Женщину зовут Галина Матвеевна, ей только 67.
— Соленья раньше им отправляла. Вообще если бы не огород, то я не знаю. Когда стреляли, бегала все повыдергала, все свистело и дрожало, но я почти все спасла. А теперь сижу и думаю, это ж на зиму ничего не засолила, вот те дура. А где теперь огурчик-помидорчик добыть? Надо как-то добыть.
— Вам бы уехать отсюда надо, — говорю.
— Вот тут опять же продают по четыре с половиной картошки кило, а в Снежном соседка рассказывает, что по 3. Почему такая цена у нас? Я хожу и удивляюсь.
— Галина Матвеевна...
— Вот так и живем. Но хорошо хотя бы погреб у меня большой
— Вы слышите меня?
— Слышу, конечно. Но ставить в погреб нечего. У меня первый раз в жизни такое…
Еще одну местную пенсионерку встречаю рядом с закрытой аптекой. Ольга Константиновна работала до войны в школе, на лето уехала в Ростов. Но вернулась осенью в самый разгар боевых действий у Первомайска.
— До декабря стреляли так, что никаких мыслей в голове не было, — рассказывает женщина. — Я с самого начала говорила, не надо нам отделяться и на референдуме проголосовала против. Базы у нас нет, понимаете?
— Вы оформили себе пенсию на Украине?
— Не смогла, некуда же там, и надо за все платить. А тут два раза вот раздавали продукты — сахар, гречку полкило, консерву, хлеб. На три-четыре дня этого хватает. Потом опять не знаешь, что поесть.
— Это была российская гуманитарка?
— По-русски было написано на консервах.
Очередь за разрешением на въезд/выезд между тем выросла в два раза. Начиналась она у входа в кинотеатр «Заря», где сидят чиновники-казаки.
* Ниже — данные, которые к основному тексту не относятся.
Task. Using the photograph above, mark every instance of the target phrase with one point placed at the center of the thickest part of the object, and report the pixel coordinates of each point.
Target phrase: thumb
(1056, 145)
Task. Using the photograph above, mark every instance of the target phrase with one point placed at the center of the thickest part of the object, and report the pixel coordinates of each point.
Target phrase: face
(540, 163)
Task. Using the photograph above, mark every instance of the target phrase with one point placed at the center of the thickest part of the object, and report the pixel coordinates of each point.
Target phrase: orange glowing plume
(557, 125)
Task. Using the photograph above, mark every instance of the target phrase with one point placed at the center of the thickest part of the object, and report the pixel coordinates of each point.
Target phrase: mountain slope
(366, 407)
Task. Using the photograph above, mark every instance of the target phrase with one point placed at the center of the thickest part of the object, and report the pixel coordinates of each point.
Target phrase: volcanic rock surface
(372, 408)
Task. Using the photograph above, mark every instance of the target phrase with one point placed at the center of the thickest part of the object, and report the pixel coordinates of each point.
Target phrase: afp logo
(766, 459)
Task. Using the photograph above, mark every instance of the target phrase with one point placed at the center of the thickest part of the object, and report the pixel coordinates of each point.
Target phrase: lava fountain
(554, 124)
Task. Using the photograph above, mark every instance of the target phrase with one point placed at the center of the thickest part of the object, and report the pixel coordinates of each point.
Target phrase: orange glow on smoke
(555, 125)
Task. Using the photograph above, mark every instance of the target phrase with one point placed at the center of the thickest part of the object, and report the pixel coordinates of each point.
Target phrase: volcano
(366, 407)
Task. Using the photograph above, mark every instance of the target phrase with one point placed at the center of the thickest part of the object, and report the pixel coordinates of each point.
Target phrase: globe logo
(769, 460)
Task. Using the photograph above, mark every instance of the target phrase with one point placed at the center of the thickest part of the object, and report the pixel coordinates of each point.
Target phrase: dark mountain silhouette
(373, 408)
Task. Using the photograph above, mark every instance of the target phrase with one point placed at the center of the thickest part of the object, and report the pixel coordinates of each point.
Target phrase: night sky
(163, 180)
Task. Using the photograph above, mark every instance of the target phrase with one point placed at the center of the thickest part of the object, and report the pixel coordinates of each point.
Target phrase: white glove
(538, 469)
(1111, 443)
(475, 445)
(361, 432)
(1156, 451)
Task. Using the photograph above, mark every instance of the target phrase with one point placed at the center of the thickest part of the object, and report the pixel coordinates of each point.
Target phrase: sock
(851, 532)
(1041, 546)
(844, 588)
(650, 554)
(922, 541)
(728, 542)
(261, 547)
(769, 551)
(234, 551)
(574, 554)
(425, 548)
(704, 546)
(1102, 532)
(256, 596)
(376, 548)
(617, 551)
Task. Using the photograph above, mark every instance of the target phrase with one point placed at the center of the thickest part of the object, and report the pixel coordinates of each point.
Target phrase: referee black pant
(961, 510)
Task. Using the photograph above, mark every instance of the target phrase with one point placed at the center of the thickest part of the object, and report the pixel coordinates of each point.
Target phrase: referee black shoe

И заканчивалась уже у бронзового Ленина, начищенного до блеска. Люди стояли на морозе, и было непонятно, почему их не пустят в огромное фойе кинотеатра.
— Меры предосторожности, — объяснил мне толстый казак в папахе.
— У вас и так закрытый город, какие еще меры?
— Укропы не дремлют, парень. Все ради победы.
Добровольцы из России
По дороге назад на блок-посту в Перевальске казаки подсадили в нашу машину двух мужчин лет 30-ти со спортивными сумками — до Красного Луча. Костик и Черный оказались добровольцами из России, Костик из Тольятти, Черный из Ставпрополя. Оба — участники чеченской войны. С начала декабря они воевали в «республике Мозгового», но решили перевестись в Донецк.
— У них там не с украми война, а друг с другом, — негодовал Костик. — Мозговой поставил ротным у нас труса-пулеметчика, позывной «Борода» Когда в начале декабря укры в атаку пошли, «Борода» этот со взводом спрятался в подвале: буду, говорит прикрывать вас с тыла. А на хрен ты нам нужен с тыла?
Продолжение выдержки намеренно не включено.